I have worked and lived in Malaysia, Singapore, Indonesia, China, Panama, Venezuela and other countries. It’s just so nice to enjoy authentic food, learn things in their culture, and try different things!
I would really like to get to know you. Good people deserve to have good friends and I would love to enjoy great and not so great moments with you, but we’ll enjoy them as they come.
Have a great night! Let me know if I can keep on talking to you, I hope you do because you really seem special. ”
Now how ‘bout that?! This is the nicest e-mail that I’ve received on the site. And he’s 32, which makes me think… while age really is ‘just a number’, guys don’t reach ‘full’ maturity (if ever), until they’re at least maybe 30? Age as an indicator of maturity is the general rule because age equals experience, and experience equals growth and maturation.
Insight #1: Guys 29-33 in my age range would probably be a good match for a long-term relationship because they’re looking to settle down.
Insight #2: Guys 24-28 in my age range would be good guys to hang out with as friends first but with potential for possibly more at a later date.
Insight #3: (Most) Guys 23 and below have NO IDEA what they’re doing in life or with girls. Avoid them like the plague.
Okay, but seriously, those e-mails don’t generally reflect the majority of the nice e-mails I received. You have to admit, though, that selection is pretty ridiculous and hilarious or ridiculously hilarious! Bwahahaha!
You’re probably wondering why I joined match.com in the first place…
1) I had a messy ‘break-up’ with my unofficial long-distance guy. I was wallowing in self-pity, so I decided to get myself together and explore online dating’s potential.
2) I really wanted to make guy friends (less drama, shared interests). Most of my friends in town are girls, and they’re too busy hanging out with their significant others. Plus, my current job didn’t allow me to socialize with anyone my age, so I figured I had nothing to lose! Obviously, it’d be great if I found someone I really clicked with, but at the very least I could meet some new people and make some cool friends.

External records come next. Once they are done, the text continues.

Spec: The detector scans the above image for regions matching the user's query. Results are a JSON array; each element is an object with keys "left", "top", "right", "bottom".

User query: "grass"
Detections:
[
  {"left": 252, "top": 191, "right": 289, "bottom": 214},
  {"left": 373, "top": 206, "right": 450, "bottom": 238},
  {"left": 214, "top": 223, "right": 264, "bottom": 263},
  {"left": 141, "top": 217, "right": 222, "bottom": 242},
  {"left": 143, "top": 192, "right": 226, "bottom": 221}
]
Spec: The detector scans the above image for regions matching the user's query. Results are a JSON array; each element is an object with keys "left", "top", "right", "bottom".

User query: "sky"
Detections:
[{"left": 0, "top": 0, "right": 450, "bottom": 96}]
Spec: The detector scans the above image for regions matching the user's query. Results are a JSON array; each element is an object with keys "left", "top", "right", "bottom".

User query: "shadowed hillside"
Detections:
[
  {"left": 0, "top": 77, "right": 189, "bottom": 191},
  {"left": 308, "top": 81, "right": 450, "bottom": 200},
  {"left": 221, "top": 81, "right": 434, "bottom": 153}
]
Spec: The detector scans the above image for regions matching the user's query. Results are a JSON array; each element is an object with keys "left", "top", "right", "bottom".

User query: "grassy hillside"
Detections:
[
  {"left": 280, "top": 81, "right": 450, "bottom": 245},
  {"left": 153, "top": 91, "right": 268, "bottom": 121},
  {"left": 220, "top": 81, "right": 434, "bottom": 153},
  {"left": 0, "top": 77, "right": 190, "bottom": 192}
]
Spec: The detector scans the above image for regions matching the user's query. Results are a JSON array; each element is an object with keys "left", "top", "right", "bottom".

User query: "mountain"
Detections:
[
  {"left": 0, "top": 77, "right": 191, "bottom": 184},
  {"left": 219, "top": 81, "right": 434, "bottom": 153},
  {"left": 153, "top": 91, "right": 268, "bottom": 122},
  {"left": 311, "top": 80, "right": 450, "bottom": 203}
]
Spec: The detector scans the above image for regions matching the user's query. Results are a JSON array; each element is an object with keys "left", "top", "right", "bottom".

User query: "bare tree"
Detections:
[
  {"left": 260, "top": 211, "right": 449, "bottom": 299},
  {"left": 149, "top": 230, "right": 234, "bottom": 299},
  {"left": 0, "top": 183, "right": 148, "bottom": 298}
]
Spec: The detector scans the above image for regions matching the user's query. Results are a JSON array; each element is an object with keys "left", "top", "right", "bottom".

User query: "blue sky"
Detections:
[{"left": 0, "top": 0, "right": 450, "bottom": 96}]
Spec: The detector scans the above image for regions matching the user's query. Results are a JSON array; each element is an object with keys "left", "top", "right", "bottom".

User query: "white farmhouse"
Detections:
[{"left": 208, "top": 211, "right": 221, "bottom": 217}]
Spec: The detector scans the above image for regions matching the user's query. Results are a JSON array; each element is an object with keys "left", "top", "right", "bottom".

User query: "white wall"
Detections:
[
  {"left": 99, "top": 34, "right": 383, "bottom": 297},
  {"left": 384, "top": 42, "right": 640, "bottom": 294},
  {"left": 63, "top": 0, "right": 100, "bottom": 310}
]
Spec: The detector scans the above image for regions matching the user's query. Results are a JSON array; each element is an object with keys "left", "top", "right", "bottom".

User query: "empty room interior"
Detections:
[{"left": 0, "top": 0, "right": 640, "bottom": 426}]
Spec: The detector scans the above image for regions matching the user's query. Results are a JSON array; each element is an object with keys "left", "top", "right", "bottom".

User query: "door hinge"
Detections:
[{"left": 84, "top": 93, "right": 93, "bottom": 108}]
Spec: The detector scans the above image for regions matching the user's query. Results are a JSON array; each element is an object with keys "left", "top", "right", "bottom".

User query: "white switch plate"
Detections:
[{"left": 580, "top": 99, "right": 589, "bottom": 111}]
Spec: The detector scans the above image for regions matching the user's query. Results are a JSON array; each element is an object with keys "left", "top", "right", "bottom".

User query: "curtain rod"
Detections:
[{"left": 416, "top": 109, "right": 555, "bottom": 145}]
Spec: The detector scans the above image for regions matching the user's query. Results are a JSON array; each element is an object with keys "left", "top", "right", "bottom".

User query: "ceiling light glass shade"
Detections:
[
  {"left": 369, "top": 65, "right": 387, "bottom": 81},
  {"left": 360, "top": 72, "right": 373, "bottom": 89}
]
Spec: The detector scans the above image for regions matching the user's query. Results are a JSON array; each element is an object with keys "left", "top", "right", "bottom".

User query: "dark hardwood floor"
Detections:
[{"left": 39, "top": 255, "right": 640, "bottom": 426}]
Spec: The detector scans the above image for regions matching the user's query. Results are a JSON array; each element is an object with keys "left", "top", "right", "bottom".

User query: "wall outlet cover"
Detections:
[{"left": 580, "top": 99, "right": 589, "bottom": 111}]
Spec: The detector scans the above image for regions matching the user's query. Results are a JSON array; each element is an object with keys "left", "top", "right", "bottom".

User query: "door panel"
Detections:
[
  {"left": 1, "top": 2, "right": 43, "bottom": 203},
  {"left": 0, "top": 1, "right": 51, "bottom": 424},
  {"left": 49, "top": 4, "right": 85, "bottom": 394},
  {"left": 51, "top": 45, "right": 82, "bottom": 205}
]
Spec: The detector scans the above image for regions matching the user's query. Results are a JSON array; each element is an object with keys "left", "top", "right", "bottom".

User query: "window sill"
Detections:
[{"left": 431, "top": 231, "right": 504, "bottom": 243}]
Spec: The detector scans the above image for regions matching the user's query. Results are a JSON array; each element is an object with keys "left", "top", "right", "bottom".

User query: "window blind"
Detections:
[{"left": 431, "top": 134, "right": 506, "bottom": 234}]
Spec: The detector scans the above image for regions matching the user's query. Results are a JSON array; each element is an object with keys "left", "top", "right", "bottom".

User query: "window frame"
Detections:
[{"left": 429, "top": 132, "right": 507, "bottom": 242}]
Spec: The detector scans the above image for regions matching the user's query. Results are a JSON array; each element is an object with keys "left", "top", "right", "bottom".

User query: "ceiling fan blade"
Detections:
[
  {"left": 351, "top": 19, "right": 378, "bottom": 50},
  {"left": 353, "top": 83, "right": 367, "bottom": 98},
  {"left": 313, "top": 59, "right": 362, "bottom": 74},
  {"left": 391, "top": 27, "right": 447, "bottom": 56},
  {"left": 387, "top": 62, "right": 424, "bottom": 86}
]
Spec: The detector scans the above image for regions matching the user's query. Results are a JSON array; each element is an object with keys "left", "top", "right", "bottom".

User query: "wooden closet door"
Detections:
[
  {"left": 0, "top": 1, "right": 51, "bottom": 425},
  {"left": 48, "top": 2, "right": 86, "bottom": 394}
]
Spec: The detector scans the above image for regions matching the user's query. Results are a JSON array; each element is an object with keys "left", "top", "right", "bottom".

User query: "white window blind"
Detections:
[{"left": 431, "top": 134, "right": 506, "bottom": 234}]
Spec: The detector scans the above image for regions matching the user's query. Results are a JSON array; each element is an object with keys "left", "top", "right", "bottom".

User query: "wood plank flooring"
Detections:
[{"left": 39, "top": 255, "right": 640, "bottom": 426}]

3) I never ‘dated around’ in high school or college. And my cutie (gay best friend) had a point: “Christine, how much are you paying for the subscription? … Oh really? You’ll more than make up your money.” (Lets not get anything twisted. I’m NOT a gold digger in the slightest, and many times I offered to pay for my meal. But it was very nice being treated like a lady!)
All in all, online dating through match.com has been a pretty positive experience. The online medium allowed me to meet a lot of different yet cool and professional guys whom I would’ve never met otherwise. None of the dates were terrible, except for a couple with the same guy who just made them awkward.
- Why would I go on a second date with him? Good question. I gave him the benefit of the doubt. After all, some people don’t make a great first impression. On the first date, he asked if my parents would have a problem with his race if they met him. First off, who does he think he is assuming he’ll meet my parents?? He also messaged me every detail of his last relationships. On the second date, he insisted that on the count of five, we hold up the number of fingers that represent the number of years in which we want to get married. Creepster.
I ended up telling a lot of the guys whom I still keep in contact with (or new ones who contact me) that I’m looking to move abroad. Most of them are cool with it, and the new ones still want to meet and hang out. So it’s perfect for me. I get to meet cool guys and gain new friends, which is what I wanted to do in the first place.
Now if I really wanted to settle down, I’d join eHarmony. I think eHarmony does exactly what they say they do: match two people on very important issues and personality types. But I won’t be ready to seriously consider that site for at least another few to five years.